Many treaties have been made and broken. All of the treaties made with native Americans in American history were made and broken in the interest of land-grabbing and greed. In the early 1830’s, the Cherokee nation was swindled and relocated from their ancestral homelands during our nation’s first gold rush, and relocated to Oklahoma. Britain’s Chamberlain reached agreements with Hitler in the interest of avoiding war with Germany, but Hitler had no intention of abiding by any agreement that conflicted with his intention of conquering the world.
Treaties are made to be broken.
And so it is that we are on the precipice of reaching another agreement. The duration of the treaty to be approved by Congress is likely to be short. Even if passed, there are many “safeguards” that will render the entire agreement null and void, and we will be in the same situation as two years ago. We are giving Iran a two-year head start, but if we look at the consequences of not reaching an agreement, it is the difference between two years and forever.
The consequences? The election of 2016 is irrelevant to this discussion. This is not a Republican or Democrat issue, not in the least. This is world politics, the big ballgame, where we cast party differences aside and make decisions that have world-wide implications.
An agreement is preferable to no agreement every time. All negotiations start with a disagreement. If both sides to a disagreement resolve it, whether it lasts a day or a generation, it is a conflict resolved, if only for a little while. If we prevent the proliferation of slavery, delay the onset of a world war, or avoid the deployment of nuclear weapons, what harm is done by reaching that agreement? You can pick the Iran deal apart, and it certainly will be eviscerated by both parties in Congress, but at the end of the day the vote will be to approve or disapprove.

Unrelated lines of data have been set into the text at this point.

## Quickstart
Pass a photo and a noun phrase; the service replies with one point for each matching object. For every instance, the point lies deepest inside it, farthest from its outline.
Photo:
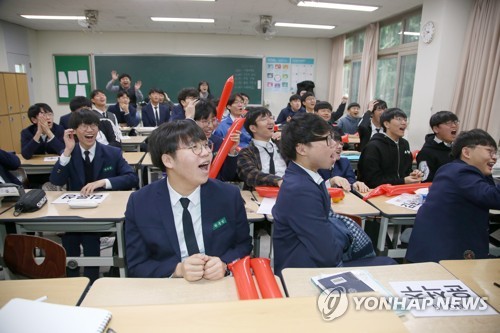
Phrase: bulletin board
(72, 74)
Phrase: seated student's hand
(360, 187)
(192, 269)
(215, 269)
(340, 182)
(91, 187)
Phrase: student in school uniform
(235, 107)
(88, 166)
(185, 96)
(261, 163)
(387, 157)
(293, 108)
(185, 225)
(124, 111)
(43, 136)
(341, 174)
(453, 222)
(154, 113)
(307, 233)
(437, 147)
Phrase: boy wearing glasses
(88, 166)
(437, 148)
(260, 163)
(387, 158)
(44, 136)
(185, 225)
(453, 222)
(310, 234)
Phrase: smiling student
(185, 225)
(453, 222)
(437, 148)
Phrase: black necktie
(187, 226)
(88, 168)
(272, 170)
(157, 117)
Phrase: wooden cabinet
(14, 104)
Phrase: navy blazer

It is easy to say no. The decision-maker only needs to vote “No”. They are not accountable for the consequences. They won’t be called upon to vote on military buildups, deployment strategies or any of the strategies that accompany shifts in military policy. They can go back to the safe decisions about political re-districting and attending fundraisers. It will then fall into the lap of our Generals, Admirals, and submarine commanders to wipe the threat of Iranian nuclear capability from the face of the earth.

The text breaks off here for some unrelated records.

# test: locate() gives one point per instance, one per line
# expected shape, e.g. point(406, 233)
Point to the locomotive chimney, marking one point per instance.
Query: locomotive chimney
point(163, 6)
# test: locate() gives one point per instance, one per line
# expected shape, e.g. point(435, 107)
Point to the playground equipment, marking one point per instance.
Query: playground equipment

America will be placed in the position of using our military might, the product of more than half of our tax dollars that go into the federal budget, to put up or shut up. We can bomb the hell out of Iran, or let Israel take the first military action. That will likely ignite nuclear war in the Mideast, an eventuality that could spread across the world. From the beginning, the avoidance of nuclear conflict has been the goal of the negotiators, and has been the reality since we saw the effects of two small nuclear explosions on Hiroshima and Nagasaki.
When Congress meets to debate the approval of the Iran/US nuclear treaty, they need to put politics aside and consider the benefits of having an agreement with no consequences, or no agreement at all. They are not only deciding a political issue. They are prescribing the future of world politics.
There is one possibility that has not been mentioned: The Senate could disapprove the treaty, President Obama could veto it, the world would applaud the result, and we would live with the agreement until it is broken. Then the process could start all over, or the internet will be full of videos of strategic cruise missile strikes.
In our reality, it all becomes virtual entertainment.